The evaluation strategy for the tool’s pilot program was to have a nursing education group use the tool when IUC insertion was ordered. If the patient’s clinical criteria met CDC insertion recommendations, the clinical nurse specialist or nurse educator buddied with another clinical RN to insert the catheter using the ANA insertion checklist. For each insertion, they completed a questionnaire to evaluate the tool’s effectiveness and document feedback for the TEP.

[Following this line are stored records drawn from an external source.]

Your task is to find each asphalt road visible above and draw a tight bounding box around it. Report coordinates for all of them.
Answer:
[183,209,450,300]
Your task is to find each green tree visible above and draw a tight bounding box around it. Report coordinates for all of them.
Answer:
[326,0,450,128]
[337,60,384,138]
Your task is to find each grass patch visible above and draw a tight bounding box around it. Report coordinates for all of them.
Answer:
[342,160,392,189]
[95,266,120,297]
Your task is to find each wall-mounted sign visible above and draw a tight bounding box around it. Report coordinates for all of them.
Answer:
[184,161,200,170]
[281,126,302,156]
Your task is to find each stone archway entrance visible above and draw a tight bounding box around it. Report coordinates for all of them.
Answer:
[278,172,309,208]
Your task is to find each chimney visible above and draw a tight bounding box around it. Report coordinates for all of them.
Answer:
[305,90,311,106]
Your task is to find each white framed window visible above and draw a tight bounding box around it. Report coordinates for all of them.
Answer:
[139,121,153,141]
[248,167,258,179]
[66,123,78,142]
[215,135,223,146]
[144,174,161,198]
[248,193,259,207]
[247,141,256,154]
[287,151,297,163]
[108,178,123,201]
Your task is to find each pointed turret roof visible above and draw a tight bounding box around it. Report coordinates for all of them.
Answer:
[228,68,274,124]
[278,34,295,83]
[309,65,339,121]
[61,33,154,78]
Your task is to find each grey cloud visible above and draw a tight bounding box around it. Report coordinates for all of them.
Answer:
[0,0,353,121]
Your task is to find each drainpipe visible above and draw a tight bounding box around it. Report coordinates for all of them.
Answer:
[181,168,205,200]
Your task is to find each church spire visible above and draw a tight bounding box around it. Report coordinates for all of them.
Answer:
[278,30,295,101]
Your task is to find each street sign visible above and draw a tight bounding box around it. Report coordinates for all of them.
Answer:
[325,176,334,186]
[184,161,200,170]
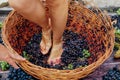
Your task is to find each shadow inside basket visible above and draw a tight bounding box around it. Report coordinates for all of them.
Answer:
[3,1,114,79]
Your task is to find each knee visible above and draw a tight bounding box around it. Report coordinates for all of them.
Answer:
[8,0,27,10]
[46,0,68,7]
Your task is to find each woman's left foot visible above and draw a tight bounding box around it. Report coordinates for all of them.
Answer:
[48,42,63,65]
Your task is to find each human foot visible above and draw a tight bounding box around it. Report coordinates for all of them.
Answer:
[40,28,52,55]
[47,42,63,65]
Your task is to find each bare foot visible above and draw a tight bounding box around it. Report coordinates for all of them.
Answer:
[40,29,52,55]
[48,42,63,65]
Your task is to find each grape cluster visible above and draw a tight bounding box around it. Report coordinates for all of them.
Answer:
[22,30,88,70]
[111,15,120,28]
[61,30,88,68]
[7,67,38,80]
[103,67,120,80]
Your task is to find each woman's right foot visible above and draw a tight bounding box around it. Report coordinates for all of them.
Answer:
[40,28,52,55]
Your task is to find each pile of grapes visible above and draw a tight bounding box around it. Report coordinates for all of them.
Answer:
[22,30,91,70]
[103,67,120,80]
[7,67,37,80]
[111,15,120,29]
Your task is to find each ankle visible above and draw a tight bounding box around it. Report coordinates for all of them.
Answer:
[53,39,62,46]
[42,27,51,34]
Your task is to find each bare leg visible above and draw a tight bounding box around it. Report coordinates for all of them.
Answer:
[46,0,68,64]
[8,0,51,54]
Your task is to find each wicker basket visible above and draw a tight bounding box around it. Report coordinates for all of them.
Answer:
[2,0,114,80]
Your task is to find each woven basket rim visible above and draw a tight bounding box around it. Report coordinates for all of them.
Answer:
[2,3,115,80]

At that point, the CAUTI prevention tool was fully integrated into the skin champion program at St. Francis. The skin champions expanded their personal knowledge base on how to assess for complete bladder emptying when an IUC is removed. They also gained a better understanding of the rationale for straight catheterization—specifically how this procedure can be used short-term to retrain the flaccid bladder and help improve urinary function. Nurses found the male external catheters useful for patients who had urinary incontinence without underlying retention issues. They also requested new products, such as female urinals and more bladder scanners.

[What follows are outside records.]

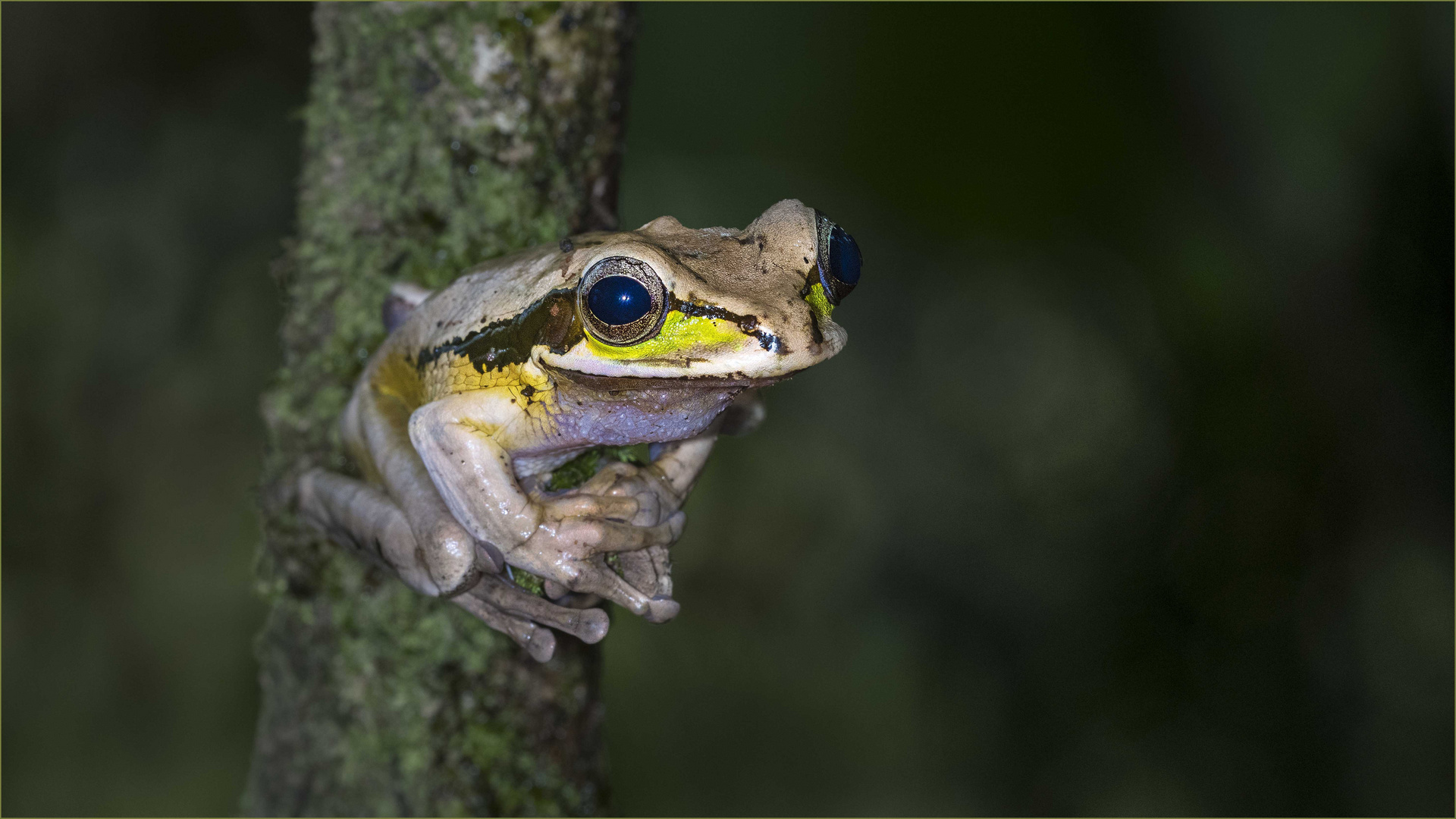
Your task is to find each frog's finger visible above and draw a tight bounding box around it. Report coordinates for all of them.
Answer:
[470,576,609,644]
[606,469,670,526]
[617,547,673,598]
[652,427,718,495]
[541,491,639,520]
[450,593,556,663]
[571,561,682,623]
[557,512,687,558]
[576,460,638,495]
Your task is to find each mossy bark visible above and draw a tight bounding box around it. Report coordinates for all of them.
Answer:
[243,3,632,816]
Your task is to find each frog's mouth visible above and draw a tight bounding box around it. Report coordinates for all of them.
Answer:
[540,362,795,392]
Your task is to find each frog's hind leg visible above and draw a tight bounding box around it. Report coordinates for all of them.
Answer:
[299,469,567,661]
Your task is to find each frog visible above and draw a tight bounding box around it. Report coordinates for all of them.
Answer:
[297,199,862,661]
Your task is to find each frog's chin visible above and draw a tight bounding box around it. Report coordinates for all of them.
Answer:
[540,362,795,392]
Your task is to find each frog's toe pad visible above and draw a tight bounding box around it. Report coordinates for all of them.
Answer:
[642,595,682,623]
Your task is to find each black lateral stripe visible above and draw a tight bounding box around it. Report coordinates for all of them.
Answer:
[668,294,788,353]
[415,288,581,373]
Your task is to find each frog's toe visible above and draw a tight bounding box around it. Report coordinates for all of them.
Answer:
[616,547,673,598]
[450,585,556,663]
[557,512,687,558]
[470,576,610,642]
[571,561,682,623]
[541,493,638,520]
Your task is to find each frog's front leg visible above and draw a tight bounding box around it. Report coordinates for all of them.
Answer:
[410,389,686,623]
[299,469,607,661]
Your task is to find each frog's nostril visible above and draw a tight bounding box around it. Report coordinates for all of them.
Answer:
[587,275,652,325]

Clearly, St. Francis’ skin champion program was evolving and the hospital culture was changing. Nurses began to understand that IUCs are needed only in specific clinical situations, as outlined by the CDC.

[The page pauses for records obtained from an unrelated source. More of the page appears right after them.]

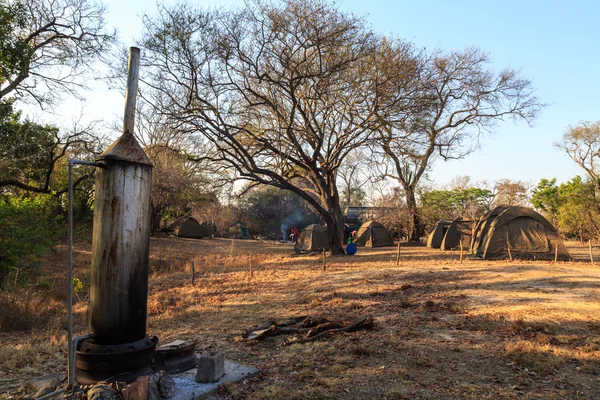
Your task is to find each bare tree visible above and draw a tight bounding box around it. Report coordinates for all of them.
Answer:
[381,48,542,240]
[135,102,216,233]
[556,121,600,191]
[493,179,530,206]
[0,104,103,197]
[0,0,115,106]
[143,0,418,253]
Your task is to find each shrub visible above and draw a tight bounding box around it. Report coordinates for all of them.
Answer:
[0,198,64,289]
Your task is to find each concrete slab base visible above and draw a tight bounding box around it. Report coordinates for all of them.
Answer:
[169,360,260,400]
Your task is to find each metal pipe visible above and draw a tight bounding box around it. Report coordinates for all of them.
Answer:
[35,388,68,400]
[67,160,101,387]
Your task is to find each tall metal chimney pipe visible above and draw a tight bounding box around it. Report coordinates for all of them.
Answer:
[76,47,158,384]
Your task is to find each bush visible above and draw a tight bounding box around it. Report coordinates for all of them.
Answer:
[0,198,64,289]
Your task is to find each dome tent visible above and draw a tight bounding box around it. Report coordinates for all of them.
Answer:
[476,206,572,261]
[353,221,394,247]
[294,224,329,253]
[440,217,473,250]
[166,217,205,239]
[227,221,251,239]
[470,204,510,254]
[427,221,452,249]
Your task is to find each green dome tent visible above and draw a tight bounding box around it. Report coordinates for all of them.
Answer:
[476,206,572,261]
[440,217,473,250]
[227,221,251,239]
[166,217,204,239]
[353,221,394,247]
[427,221,452,249]
[294,224,329,253]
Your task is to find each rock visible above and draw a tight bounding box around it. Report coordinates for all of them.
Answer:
[87,385,121,400]
[121,375,150,400]
[27,374,64,397]
[29,376,61,399]
[196,351,225,383]
[148,374,161,400]
[33,386,54,399]
[158,371,176,399]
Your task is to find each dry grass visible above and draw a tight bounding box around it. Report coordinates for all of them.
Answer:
[0,238,600,399]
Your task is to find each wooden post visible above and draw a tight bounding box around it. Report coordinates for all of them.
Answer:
[192,261,196,286]
[248,253,254,279]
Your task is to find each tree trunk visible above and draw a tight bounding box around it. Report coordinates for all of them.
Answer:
[404,187,422,242]
[150,205,164,235]
[323,194,345,255]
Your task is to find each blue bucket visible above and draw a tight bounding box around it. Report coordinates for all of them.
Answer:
[346,243,358,256]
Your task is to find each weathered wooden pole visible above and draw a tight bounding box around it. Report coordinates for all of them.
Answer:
[77,47,158,384]
[192,260,196,286]
[248,252,254,279]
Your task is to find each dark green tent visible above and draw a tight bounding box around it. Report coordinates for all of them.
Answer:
[440,217,473,251]
[294,224,329,253]
[227,221,251,239]
[476,206,571,261]
[167,217,204,239]
[427,221,452,249]
[353,221,394,247]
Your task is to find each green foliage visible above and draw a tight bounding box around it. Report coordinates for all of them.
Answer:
[0,0,33,84]
[0,102,58,184]
[0,198,64,288]
[531,178,560,220]
[531,176,600,240]
[420,187,493,230]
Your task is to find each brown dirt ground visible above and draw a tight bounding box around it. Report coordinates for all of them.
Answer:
[0,238,600,399]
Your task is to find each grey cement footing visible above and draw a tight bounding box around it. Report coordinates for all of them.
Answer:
[169,360,259,400]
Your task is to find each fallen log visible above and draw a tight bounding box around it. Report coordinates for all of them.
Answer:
[284,315,375,345]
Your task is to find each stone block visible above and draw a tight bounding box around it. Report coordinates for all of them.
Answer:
[196,351,225,383]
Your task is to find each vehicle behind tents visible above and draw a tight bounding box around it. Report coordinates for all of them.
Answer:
[227,221,251,239]
[476,206,572,261]
[440,217,473,250]
[353,221,394,247]
[427,221,452,249]
[166,217,206,239]
[294,224,329,253]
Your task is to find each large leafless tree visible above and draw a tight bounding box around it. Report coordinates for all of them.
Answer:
[0,0,116,107]
[381,48,542,240]
[142,0,414,253]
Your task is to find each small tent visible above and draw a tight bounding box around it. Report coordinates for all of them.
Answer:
[427,221,452,249]
[470,204,510,254]
[200,221,215,238]
[353,221,394,247]
[167,217,204,239]
[227,221,251,239]
[440,217,473,250]
[294,224,329,253]
[476,206,571,261]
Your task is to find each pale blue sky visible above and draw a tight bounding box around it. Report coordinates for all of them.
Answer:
[86,0,600,188]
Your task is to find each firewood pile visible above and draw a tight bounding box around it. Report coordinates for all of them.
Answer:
[242,315,375,345]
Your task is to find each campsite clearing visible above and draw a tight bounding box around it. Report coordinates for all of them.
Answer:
[0,238,600,399]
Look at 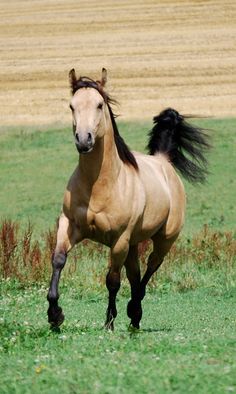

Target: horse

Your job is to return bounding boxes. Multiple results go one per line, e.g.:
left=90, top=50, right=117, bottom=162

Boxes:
left=47, top=69, right=209, bottom=330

Developing a policy for system-wide use
After the CAUTI prevention tool was released publicly at the 2015 ANA Quality Conference in Orlando, it was used to develop a policy for use across the CHSLI system. Infection prevention RNs and WOCNs from all CHSLI hospitals collaborated to develop a system policy and procedure for IUC insertion, maintenance, and removal. The policy is complete and currently is being presented to the MEC for approval. Order sets are being built into the electronic health record (EHR) and an education strategy is in development. The policy will be integrated into the EHR, establishing an order set for IUC insertion, maintenance, and removal.
At St. Francis, outcomes for hospital-acquired CAUTI rates, IUC use rates, and compliance with evidence-based IUC insertion and maintenance are
monitored through several mechanisms.
- The infection prevention nurse team monitors all
CAUTI incidence rates.
- The WOCN asks the skin champion team to collect data on IUC use and tracks and trends rates during monthly point-prevalence studies.
- The nursing education and infection prevention departments collaborate with the IUC vendor to conduct annual point-prevalence and insertion assessments. This deeper examination of all indwelling catheters, types of maintenance performed, and which units are inserting IUCs yields greater insight into the effectiveness of CAUTI prevention education.
Changing the culture
The ANA CAUTI prevention tool has helped change the culture around IUC insertion at St. Francis. Our nurses now have a better understanding of why CAUTI prevention is so important—and how they can help improve patient outcomes by always asking “Why is this IUC being inserted?”
Chenel Trevellini is a Certified Wound Ostomy Continence Nurse (CWOCN) at St. Francis Hospital, The Heart Center®, in Roslyn, New York. She served on the technical expert panel to develop the CAUTI tool.